The 'Playing by the Rules' report recommends that the NRL gets agreement from all clubs on a standard procedure to be used when a player is accused of sexual impropriety.
The report also recommends a raft of educational measures to increase players' awareness of sexual assault and discrimination issues.
The report found that players were "unequivocal that sexual assault of women is always wrong".
But it added that a "minority" of players interviewed "needed greater education in how to negotiate sexual encounters in a way that ensures informed decisions from both parties."
"Rugby league players do not want to be perceived as part of a group who harm or harass women," it continued.
Among the recommendations of the report was that the NRL provide funding to the New South Wales Rape Crisis Centre to produce a documentary showing the long-term impact of sexual assault on victims.

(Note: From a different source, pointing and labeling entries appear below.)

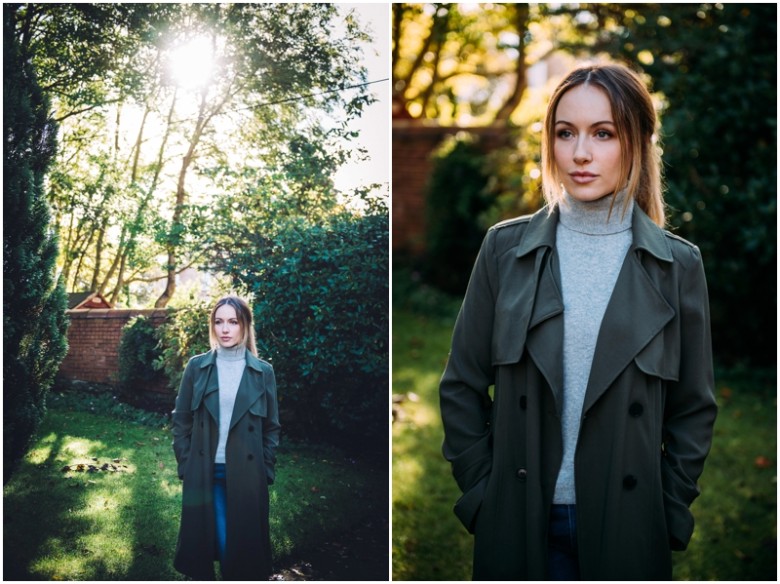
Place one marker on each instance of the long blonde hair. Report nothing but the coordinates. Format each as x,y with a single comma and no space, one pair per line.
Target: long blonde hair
244,317
635,122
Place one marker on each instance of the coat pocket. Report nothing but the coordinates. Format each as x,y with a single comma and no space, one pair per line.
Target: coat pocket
467,507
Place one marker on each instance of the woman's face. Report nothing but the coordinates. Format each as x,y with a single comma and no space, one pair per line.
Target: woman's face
227,327
586,146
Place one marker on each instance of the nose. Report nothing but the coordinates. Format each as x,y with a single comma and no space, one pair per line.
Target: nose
582,153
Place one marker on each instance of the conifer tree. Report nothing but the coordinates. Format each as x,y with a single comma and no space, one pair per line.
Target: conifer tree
34,320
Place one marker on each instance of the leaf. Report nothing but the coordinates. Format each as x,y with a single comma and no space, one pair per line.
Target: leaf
763,462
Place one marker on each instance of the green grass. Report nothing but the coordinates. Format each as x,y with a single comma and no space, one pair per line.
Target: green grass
735,536
70,525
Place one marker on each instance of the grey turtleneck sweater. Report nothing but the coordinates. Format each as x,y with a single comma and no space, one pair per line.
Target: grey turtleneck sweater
591,250
230,367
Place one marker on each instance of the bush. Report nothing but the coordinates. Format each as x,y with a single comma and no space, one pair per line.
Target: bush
456,199
183,335
137,352
321,311
34,321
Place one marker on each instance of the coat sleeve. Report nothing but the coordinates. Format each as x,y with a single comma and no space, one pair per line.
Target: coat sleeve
463,392
271,427
182,419
690,408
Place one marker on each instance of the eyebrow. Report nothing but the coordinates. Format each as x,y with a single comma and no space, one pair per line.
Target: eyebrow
593,125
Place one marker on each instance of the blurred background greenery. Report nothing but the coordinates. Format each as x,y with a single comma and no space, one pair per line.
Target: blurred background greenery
712,69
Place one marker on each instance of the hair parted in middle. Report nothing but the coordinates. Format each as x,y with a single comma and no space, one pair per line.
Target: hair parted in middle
244,316
635,122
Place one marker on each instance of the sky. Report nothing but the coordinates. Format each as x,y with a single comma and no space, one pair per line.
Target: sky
374,125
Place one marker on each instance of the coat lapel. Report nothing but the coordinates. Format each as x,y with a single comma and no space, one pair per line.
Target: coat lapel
544,339
636,312
210,389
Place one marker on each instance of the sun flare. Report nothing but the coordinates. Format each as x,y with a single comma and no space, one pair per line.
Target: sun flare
191,64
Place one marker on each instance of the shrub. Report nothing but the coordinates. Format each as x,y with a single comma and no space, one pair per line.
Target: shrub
456,198
321,310
34,321
183,335
137,353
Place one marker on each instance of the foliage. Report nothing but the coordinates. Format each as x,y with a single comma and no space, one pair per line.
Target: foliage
34,322
460,63
736,514
66,525
129,185
137,352
184,334
320,301
456,198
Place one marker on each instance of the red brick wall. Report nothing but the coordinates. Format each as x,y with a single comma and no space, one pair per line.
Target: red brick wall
413,144
93,339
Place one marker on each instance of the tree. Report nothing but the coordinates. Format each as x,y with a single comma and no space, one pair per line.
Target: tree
319,285
453,62
133,180
34,322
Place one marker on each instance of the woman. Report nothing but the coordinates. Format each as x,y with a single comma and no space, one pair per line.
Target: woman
225,434
592,325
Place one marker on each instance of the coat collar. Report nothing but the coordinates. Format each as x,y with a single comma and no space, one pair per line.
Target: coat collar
210,359
542,226
249,389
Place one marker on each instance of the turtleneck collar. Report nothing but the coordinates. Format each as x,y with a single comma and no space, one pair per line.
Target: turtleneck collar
593,217
236,353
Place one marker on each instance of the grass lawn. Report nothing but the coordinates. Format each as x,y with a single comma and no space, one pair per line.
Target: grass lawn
121,523
735,536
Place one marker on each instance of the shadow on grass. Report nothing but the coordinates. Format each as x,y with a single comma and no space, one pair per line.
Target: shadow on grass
65,520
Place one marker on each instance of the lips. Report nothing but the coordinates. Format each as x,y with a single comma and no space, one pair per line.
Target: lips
583,177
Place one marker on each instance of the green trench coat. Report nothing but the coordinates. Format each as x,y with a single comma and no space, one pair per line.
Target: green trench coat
647,418
249,457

And it proposed the setting up of Mentors in Violence Prevention Program to help veteran players guide and educate less experienced team-mates.
The report was produced by a team at the University of Sydney.
Its findings were cautiously welcomed by Federal Sex Discrimination Commissioner Pru Goward.
"It does two things," she said.
"It confirms that the League wants to do something about it, but it also confirms that there is a link between bad behaviour and attitudes to women, and that these are words coming out of players' mouths, so you can't argue that these aren't their attitudes."
But she called on the NRL to employ more women at the higher levels of the game's administration.
"And one of the reasons, in an industry with very few women in it that you get this bad behaviour very often, is that absence of women.
"Men don't [get] used to dealing with [women] in a range of ... respectful ways. A sexualising of women occurs in industries where there are very few of them."